House of ragù
I blame Elaine. Since she posted about grinding her own meat, I bought the meat grinder attachment for our old KitchenAid and made three big batches of ragù in 15 days. In the pre-grinder days I would make a batch, have garganelli al ragù for dinner, and file the rest of the ragù away in the freezer in double-portion packages that would last us a few weeks at the rate of one package per week. Those days are over. The first two batches of home-ground ragù never made it into the freezer. We had pasta al ragù, Sloppy Joes, crostini, and even ragù taquitos. You’d think we’d be sick of the stuff already but I had a new batch bubbling slowly on the stove all day Tuesday. The interesting thing about grinding my own meat has not been the improvement in taste and flavor (that was expected), but the fact that now I
can keep ragù in the fridge for a week without any discernible degradation. With store-bought ground meat, you could tell the ragù was not freshly made after 36 hours. The only downside to grinding meat at home is the added work — more prep time to remove unwanted fat and cut the meat into chunks, and more cleaning time to disassemble and wash all the parts. It’s worth it.

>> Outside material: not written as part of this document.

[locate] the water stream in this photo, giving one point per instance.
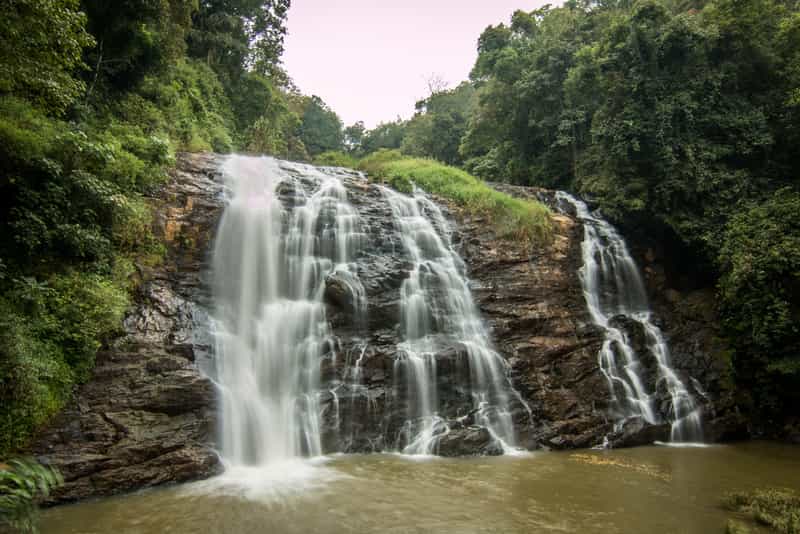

Posted by Francesca | 4 comments
Lydia
Oh, I’ve been wanting one of those attachments for my KitchenAid for a long time…. I might just get one now.
Summer
Thanks for introducing me to the Italian dish, that’s my kind of cooking. I also used a meat grinder for the first time last weekend, kitchenaid attachment. We made sausages from sweetie’s wild boar hunt, which are amazing (also kitchenaid attachment, worked well). It dawned on me to make fresh ground meat, I think I’ll make some fresh boar meatballs for sweetie (or maybe ragu, do they really freeze well?) to eat while I’m in Italy and France for 3 weeks coming up.
fleegle
I always wanted to make my own ground meat….too lazyyyyyy….
Annie
I’m hungry just reading this … and I don’t normally eat much meat! Can I ask what vegetables you use in your ragu?